The Third Commandment is often viewed as a proscription against cursing and profanity, and it certainly is that. In modern culture, certain words and phrases are off limits. Even more significant to the ancient Hebrews, however, was the actual name of their God. For in the ancient world, to name something was to have power over that thing—thus the Third Commandment was an exhortation to be humble in the presence of the deity. They didn’t have power over God; God had power over them.
In the same way, investors need to be humble in their approach to the markets. There are all kinds of schemes and strategies that supposedly exploit the markets’ inefficiencies, and on paper these look reasonable. After all, the entire premise of active portfolio management is that markets can act irrationally, and rational investors can profit when then analyze and interact with irrational markets.

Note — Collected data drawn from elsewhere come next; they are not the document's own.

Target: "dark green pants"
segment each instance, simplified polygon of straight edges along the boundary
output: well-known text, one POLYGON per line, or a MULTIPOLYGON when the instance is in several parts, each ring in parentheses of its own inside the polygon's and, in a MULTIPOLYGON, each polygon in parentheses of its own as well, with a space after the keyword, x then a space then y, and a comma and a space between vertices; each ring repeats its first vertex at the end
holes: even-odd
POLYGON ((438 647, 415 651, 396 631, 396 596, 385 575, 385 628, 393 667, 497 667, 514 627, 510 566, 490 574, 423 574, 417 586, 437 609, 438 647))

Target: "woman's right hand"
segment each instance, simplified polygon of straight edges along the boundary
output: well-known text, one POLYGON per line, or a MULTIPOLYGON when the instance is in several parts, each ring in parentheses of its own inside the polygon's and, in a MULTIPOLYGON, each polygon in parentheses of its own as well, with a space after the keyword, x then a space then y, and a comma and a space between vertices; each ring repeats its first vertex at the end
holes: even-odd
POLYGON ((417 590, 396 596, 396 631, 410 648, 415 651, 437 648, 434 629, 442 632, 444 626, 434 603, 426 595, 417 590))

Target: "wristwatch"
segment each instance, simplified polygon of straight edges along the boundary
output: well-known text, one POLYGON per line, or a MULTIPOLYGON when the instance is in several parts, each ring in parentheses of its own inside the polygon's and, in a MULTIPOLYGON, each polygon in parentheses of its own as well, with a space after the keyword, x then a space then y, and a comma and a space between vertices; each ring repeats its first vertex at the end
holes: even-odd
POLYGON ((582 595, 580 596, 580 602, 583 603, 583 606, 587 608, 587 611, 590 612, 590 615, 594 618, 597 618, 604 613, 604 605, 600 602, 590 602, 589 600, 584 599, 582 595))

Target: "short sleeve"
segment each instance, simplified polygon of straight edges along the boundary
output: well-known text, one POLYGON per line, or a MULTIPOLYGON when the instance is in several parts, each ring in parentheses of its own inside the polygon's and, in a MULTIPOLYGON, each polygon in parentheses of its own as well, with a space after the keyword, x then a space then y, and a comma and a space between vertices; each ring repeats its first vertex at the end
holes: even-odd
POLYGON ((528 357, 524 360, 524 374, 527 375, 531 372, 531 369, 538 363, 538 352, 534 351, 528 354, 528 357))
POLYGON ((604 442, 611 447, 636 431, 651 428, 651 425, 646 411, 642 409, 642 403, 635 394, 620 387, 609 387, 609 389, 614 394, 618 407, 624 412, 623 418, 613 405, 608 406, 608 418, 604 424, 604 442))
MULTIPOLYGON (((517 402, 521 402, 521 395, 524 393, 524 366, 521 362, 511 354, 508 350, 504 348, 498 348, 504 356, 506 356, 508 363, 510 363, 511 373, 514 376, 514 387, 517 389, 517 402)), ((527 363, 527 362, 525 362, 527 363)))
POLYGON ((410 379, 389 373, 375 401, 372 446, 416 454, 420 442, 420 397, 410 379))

But beating the market is hard; there are millions of other rational investors looking for similar opportunities. Prices then incorporate their collective opinion—a sort of “hive mind” reflecting investors’ views of current financial and economic reality as they apply to thousands of stocks and bonds. And while individuals can profit by going against this consensus, they need to be circumspect and careful as they do.
Thus, the Third Commandment, properly understood, enjoins us to respect the market. And respect is always a good thing.